The veto threat — the third such promise made by Hogan — comes as the Senate is expected to debate the “Protect our Schools Act.” Supporters, including bill sponsor Del. Eric Luedtke, D-Montgomery, said the bill is a bipartisan effort meant to ensure statewide school performance. But Hogan said the bill was written by the members of the state’s largest teacher’s union.

“This misguided and horrible bill was drafted by political operatives of the teacher’s union who have been desperately lobbying members of the General Assembly for months,” Hogan said. “It is designed to hide the failures of particular schools, teachers and administrators who have been operating these failing schools for years all at the expense of the children who are trapped in those failing schools.”

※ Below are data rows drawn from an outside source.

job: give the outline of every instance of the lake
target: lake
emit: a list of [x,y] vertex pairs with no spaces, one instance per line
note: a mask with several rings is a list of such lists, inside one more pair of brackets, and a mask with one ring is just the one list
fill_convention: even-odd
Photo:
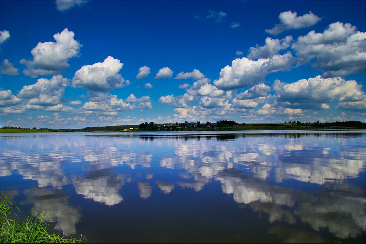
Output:
[[91,243],[361,242],[360,131],[0,134],[1,191]]

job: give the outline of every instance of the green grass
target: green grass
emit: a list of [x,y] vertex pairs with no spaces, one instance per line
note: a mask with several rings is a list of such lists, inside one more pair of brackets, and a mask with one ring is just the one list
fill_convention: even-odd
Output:
[[[0,213],[0,241],[5,243],[83,243],[85,237],[76,239],[65,238],[49,232],[46,226],[49,224],[42,215],[33,217],[29,214],[22,222],[17,220],[17,214],[15,214],[12,209],[19,209],[7,202],[7,196],[1,202]],[[37,217],[39,216],[39,218]],[[38,219],[38,218],[40,219]]]

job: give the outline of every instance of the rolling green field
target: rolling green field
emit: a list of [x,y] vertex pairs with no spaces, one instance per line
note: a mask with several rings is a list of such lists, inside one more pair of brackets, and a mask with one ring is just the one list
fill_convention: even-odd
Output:
[[[220,121],[221,122],[227,121]],[[197,121],[198,122],[198,121]],[[219,121],[218,121],[219,122]],[[233,121],[233,122],[234,121]],[[178,123],[177,123],[178,124]],[[222,125],[217,124],[201,124],[186,121],[180,124],[145,123],[145,126],[141,125],[112,125],[109,126],[86,127],[83,129],[52,129],[47,128],[36,129],[33,128],[20,128],[4,127],[0,129],[1,133],[30,133],[49,132],[102,132],[145,131],[254,131],[271,130],[313,130],[313,129],[364,129],[366,123],[359,121],[346,121],[344,122],[326,122],[321,123],[280,123],[277,124],[244,124],[235,123],[233,124]]]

Hogan said measuring sticks in the bill don’t go far enough and cited a legislative analysis that noted the some parts of the bill could cost the state $248 million in education funding.

Hogan said his staff had been working to oppose the bill before it passes out of the legislature. The House of Delegates passed it two weeks ago by a 91-46 vote — a veto-proof margin. The Senate is set to take up the bill Monday night with two weeks to go before the end of 90-day legislative session.

“If this legislation is adopted, Maryland would have the weakest education accountability system in the United States of America,” he said. “If this reckless bill reaches my desk, it will be vetoed.”

Under the federal Every Student Succeeds Act, states are required to develop a plan for identifying and improving failing schools.

Luedtke’s bill attempts to establish a framework for the plan. It also prevents the state school board from privatizing schools or placing them into a separate state school district with other under-performing schools.

Betty Weller, president of the Maryland State Education Association, fired back at Hogan, saying the bill would provide more accountability that goes beyond testing.

“It’s ridiculous that Governor Hogan is standing against what overwhelming majorities of Marylanders want simply because partisan and corporate interests told him to do so,” Weller said in a statement. “We will now ask legislators in the General Assembly to pass the legislation and be prepared to override this misguided veto.”

Such a veto-override vote could come before the end of the current legislative session.

‘Meets letter of law’

Luedtke stood in the back of the governor’s reception room and spoke to reporters moments after Hogan made his comments, calling them “political rhetoric.”

“We all want betters schools,” Luedtke said. “We all want to make sure kids have access to a better education every single day but there are other options than just privatizing schools.”

Luedtke said his bill sets a standard beyond testing for judging schools including school safety and access to good teachers and  access to good teachers and access to advanced placement classes. But he also acknowledged that it prevents the Maryland State Board of Education from “unilaterally privatizing our schools.”

“Local boards can still do those things with community input but the state can’t unilaterally force your school to privatize,” Luedtke said, adding that the state board does not currently have the power to privatize a school on its own but that experts interpret the federal law in a way that could make that a possibility.

As for losing federal aid under his bill, Luedtke said amendments made as it moved through the House of Delegates have addressed those concerns.

“The bill meets the letter of (the federal law),” Luedtke said. “We’re confident the bill doesn’t, in any way, violate ESSA.”